While custodial security at crypto exchanges is improving, Ms. Tullo says, “they are not there yet,” when it comes to offering the level of security represented by traditional financial services organizations like banks.

“Third parties are always looking for holes in the dyke,” Ms. Tullo says, noting that all it takes is a few successful breaches – of the hundreds of millions of cryptocurrency transactions that routinely take place – for hackers to achieve their goals.

“When you are thinking of cybersecurity, you need the wall to be 100 per cent secure,” she says. “If you are the hacker, and you send out a million attacks, you only need one to work.”

That can lead to huge losses for individual investors when the exchange they use is breached successfully.

“The whole reputational risk and loss of confidence in the crypto market [as a result of a breach], drives down the price – so, everybody suffers,” she adds.

For those who wish to enter the market without having to master the complexities of self-hosted wallets, there is a growing range of options.

In Canada, the most significant protections for investors are likely to be found in the use of a regulated exchange. While there are no guarantees against losses due to fraud or mismanagement, these risks are reduced. Regulated exchanges with technical support, including recourse when passwords are lost, may also provide additional reassurance for some investors, especially those new to the sector.

“When it comes to security, and you’re primarily talking about first-time entrants, it’s really important that they use a registered, centralized exchange,” Mr. Skurka says.

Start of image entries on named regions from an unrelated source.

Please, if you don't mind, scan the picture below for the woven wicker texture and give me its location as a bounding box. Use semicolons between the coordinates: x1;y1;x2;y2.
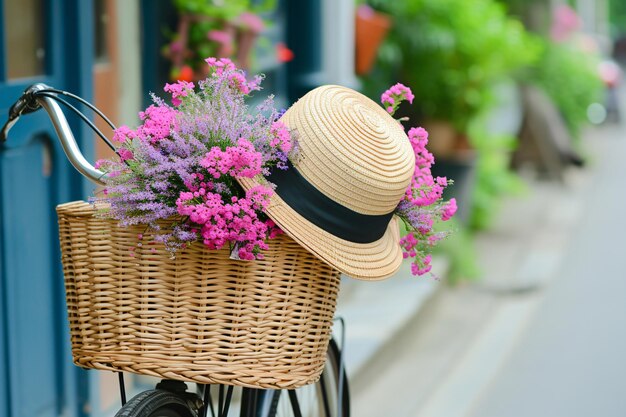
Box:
239;85;415;280
57;202;339;388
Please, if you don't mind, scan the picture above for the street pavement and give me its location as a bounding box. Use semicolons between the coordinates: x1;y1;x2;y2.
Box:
351;116;626;417
466;121;626;417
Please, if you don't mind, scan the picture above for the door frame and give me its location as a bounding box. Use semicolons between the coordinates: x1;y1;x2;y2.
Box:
0;0;93;417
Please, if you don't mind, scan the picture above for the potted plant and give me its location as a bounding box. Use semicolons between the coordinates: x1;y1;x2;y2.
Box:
372;0;538;221
354;4;391;75
163;0;276;81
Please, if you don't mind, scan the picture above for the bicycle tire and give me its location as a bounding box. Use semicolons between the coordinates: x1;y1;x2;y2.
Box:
262;340;350;417
115;389;196;417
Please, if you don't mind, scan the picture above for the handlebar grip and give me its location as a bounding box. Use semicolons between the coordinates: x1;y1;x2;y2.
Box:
0;84;47;143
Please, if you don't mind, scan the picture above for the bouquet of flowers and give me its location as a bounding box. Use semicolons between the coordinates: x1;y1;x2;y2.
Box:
96;58;296;260
95;58;456;275
380;83;457;275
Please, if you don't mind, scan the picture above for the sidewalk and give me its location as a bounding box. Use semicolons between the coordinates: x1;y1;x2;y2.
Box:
338;118;620;417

“What we’ve seen over the course of this year is the undue risk that Canadian investors put themselves under when they use unregistered, international platforms with little oversight or recourse, in the event that things go wrong.”

And in any case, certain types of risk, such as identity theft or online manipulation, extend to many types of traditional financial institutions, Mr. Skurka points out.

Investors ‘lured in at the wrong time’

Dan Hallett, vice-president, research, and principal at Highview Financial Group, also thinks Canada’s regulatory regime may be better than other jurisdictions at helping investors avoid a permanent loss of capital through fraud.

However, he’s not convinced that cryptocurrencies are ever a wise choice. In his view, it’s too difficult to assess the underlying values of these assets, unlike stocks which can be assessed on the basis of a company’s performance as a business over time, and in the context of a sector.

“I don’t see the fundamentals of crypto that would allow us to make a judgment about whether the price is fair, cheap or expensive,” he says.

In addition, there’s a long history of investors becoming infatuated with volatile investments, he says.

And even though such assets may eventually do well, retail investors “tend to get lured in at the wrong time,” Mr. Hallett notes, typically near the top of a cycle.

“Investor behaviour gets in the way of the vast majority of people being able to experience a good return [in volatile investments],” he says.

Editor’s note: An earlier version of this story had incorrect information that listed the Office of the Superintendent of Financial Institutions as one of the regulators of crypto exchanges in Canada.